Un programme de prévention et de prise en charge des violences basées sur le genre (VBG) est mis en œuvre dans plusieurs zones de santé du Nord-Kivu, avec un accent particulier sur la protection des enfants, des adolescents et des femmes en situation de vulnérabilité.

Intitulé « Renforcement des mécanismes de prévention et de réponse en faveur des enfants et adolescents à risques et survivants des violences basées sur le genre, d’abus et d’exploitation sexuels », ce projet intervient dans un contexte de crise humanitaire persistante dans l’Est de la RDC.
Les violences basées sur le genre constituent un défi majeur qui freine le développement communautaire ainsi que l’épanouissement des femmes et des jeunes filles dans le territoire de Lubero, en raison de la présence des groupes armés qui pullulent dans la région. Face à cette situation précaire, ce projet vise, tant soit peu, à répondre à la problématique de l’autonomisation des femmes en leur apprenant de multiples activités. Au total, 139 femmes, dont 110 jeunes filles, ont bénéficié de ce projet.

Le projet couvre les zones de santé de Beni, Oicha, Mutwanga, Kamango, Rwanguba, Lubero et Mabalako.

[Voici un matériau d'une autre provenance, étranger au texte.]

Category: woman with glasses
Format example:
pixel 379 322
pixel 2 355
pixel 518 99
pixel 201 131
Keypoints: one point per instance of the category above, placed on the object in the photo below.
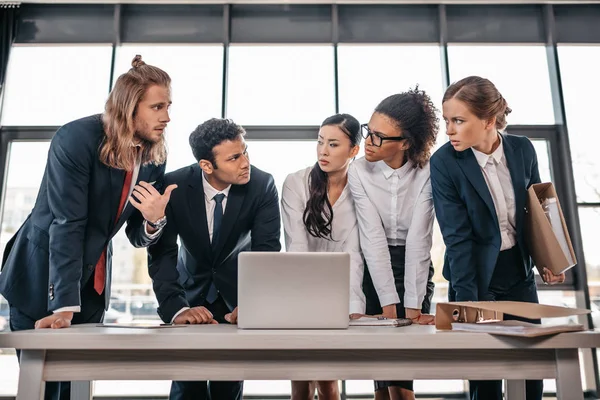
pixel 392 196
pixel 480 180
pixel 319 215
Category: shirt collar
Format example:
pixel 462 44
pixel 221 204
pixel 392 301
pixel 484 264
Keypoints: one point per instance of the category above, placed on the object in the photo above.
pixel 389 171
pixel 210 192
pixel 482 158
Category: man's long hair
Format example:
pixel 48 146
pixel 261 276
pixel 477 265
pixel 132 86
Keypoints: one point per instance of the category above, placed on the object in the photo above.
pixel 119 117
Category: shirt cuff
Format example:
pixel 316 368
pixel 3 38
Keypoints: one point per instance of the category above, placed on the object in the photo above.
pixel 357 307
pixel 179 312
pixel 150 235
pixel 412 302
pixel 388 299
pixel 68 309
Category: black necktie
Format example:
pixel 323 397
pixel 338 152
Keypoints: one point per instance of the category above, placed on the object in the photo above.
pixel 217 218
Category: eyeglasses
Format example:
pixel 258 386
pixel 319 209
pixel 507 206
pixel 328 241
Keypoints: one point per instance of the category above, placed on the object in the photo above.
pixel 376 138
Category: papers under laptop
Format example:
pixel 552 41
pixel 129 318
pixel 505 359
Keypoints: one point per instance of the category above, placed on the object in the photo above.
pixel 139 325
pixel 293 290
pixel 369 320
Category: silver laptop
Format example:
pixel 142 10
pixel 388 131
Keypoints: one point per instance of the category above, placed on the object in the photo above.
pixel 293 290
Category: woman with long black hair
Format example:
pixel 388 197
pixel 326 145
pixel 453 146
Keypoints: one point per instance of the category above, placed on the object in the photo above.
pixel 319 215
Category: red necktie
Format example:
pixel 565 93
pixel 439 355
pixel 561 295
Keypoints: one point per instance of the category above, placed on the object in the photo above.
pixel 100 272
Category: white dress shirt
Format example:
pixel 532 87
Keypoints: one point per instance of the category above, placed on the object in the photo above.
pixel 497 177
pixel 135 174
pixel 394 208
pixel 210 203
pixel 344 231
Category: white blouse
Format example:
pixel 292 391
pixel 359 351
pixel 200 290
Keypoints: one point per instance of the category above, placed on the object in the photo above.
pixel 344 230
pixel 395 208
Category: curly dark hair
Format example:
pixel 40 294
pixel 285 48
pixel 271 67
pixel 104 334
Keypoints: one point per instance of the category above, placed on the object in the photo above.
pixel 415 114
pixel 211 133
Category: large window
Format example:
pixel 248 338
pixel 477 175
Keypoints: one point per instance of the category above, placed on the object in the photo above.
pixel 519 72
pixel 581 85
pixel 26 165
pixel 52 85
pixel 280 85
pixel 368 74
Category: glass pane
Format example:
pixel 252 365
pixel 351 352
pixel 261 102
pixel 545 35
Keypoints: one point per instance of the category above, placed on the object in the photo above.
pixel 589 218
pixel 26 164
pixel 581 85
pixel 280 85
pixel 196 80
pixel 542 151
pixel 52 85
pixel 519 72
pixel 368 74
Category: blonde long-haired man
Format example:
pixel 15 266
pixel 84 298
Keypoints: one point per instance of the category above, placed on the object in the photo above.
pixel 101 171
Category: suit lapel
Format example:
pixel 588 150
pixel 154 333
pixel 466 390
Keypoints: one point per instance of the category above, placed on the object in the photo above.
pixel 468 163
pixel 514 159
pixel 117 177
pixel 143 175
pixel 197 210
pixel 235 200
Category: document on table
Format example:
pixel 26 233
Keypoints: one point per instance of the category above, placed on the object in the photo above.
pixel 380 321
pixel 516 328
pixel 139 325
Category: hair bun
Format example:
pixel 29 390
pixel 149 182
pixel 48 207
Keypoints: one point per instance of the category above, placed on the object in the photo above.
pixel 137 61
pixel 507 109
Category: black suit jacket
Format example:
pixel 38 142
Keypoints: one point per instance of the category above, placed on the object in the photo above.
pixel 54 253
pixel 251 222
pixel 467 217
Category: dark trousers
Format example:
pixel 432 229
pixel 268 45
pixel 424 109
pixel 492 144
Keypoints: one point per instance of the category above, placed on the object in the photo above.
pixel 509 282
pixel 373 307
pixel 209 390
pixel 92 311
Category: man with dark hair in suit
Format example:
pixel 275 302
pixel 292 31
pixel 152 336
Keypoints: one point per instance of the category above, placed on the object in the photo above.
pixel 222 206
pixel 99 174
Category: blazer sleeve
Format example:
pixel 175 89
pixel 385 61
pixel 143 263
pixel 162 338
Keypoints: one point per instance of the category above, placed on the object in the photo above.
pixel 266 227
pixel 68 175
pixel 136 230
pixel 457 231
pixel 162 267
pixel 535 172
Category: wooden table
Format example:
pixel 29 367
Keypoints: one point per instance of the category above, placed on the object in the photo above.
pixel 222 352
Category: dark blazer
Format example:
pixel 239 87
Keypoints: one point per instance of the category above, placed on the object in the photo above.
pixel 54 253
pixel 251 222
pixel 467 217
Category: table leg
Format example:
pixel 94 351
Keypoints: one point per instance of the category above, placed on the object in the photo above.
pixel 31 375
pixel 568 375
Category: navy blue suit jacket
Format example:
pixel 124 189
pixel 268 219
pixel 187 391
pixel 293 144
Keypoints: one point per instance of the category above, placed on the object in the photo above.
pixel 54 253
pixel 467 217
pixel 251 222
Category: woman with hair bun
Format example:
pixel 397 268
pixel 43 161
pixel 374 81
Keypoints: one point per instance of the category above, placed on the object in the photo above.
pixel 480 180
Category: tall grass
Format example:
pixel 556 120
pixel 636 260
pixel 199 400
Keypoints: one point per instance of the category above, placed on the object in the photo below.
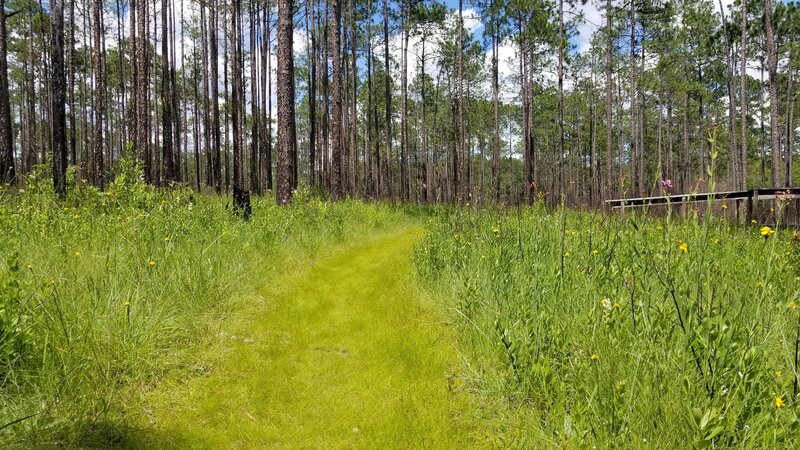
pixel 105 293
pixel 589 329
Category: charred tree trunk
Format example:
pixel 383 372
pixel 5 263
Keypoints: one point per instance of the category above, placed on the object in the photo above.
pixel 285 99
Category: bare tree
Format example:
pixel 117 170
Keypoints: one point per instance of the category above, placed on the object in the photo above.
pixel 285 90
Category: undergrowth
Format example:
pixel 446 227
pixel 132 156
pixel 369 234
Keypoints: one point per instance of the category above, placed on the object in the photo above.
pixel 102 294
pixel 587 329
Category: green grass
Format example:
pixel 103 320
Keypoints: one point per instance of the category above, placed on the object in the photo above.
pixel 104 297
pixel 585 329
pixel 339 354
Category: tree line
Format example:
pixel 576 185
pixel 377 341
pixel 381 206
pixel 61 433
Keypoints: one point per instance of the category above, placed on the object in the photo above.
pixel 408 100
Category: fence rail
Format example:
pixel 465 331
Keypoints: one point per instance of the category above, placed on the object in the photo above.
pixel 752 197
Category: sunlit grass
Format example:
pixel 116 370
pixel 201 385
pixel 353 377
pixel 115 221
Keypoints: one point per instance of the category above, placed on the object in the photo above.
pixel 106 295
pixel 624 331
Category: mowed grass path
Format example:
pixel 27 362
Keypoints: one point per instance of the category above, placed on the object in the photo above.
pixel 341 354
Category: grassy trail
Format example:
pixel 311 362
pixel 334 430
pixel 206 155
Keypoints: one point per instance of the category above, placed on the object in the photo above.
pixel 342 354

Sa mise en œuvre est assurée par l’organisation SOFEPADI, en collaboration avec des organisations locales, notamment AHDI, qui intervient comme Organisation à Base Communautaire (OBC).
Dans la zone de santé de Lubero, AHDI mène plusieurs activités clés, parmi lesquelles la sensibilisation communautaire, la prise en charge psychologique des survivants, ainsi que l’autonomisation des femmes et des filles. Cette autonomisation passe par des formations pratiques en coupe et couture, en tissage de paniers et en coiffure féminine.
Les activités de prise en charge et de réinsertion socio-économique sont réalisées au sein d’un Espace Sûr situé dans l’aire de santé de Kavetya. Cet espace offre un cadre sécurisé où les bénéficiaires peuvent se reconstruire, acquérir des compétences et envisager une autonomie financière durable.
À travers ce projet, les acteurs impliqués attendent non seulement prévenir les violences, mais aussi renforcer la résilience des communautés affectées, en mettant un accent particulier sur la dignité et l’autonomisation des victimes.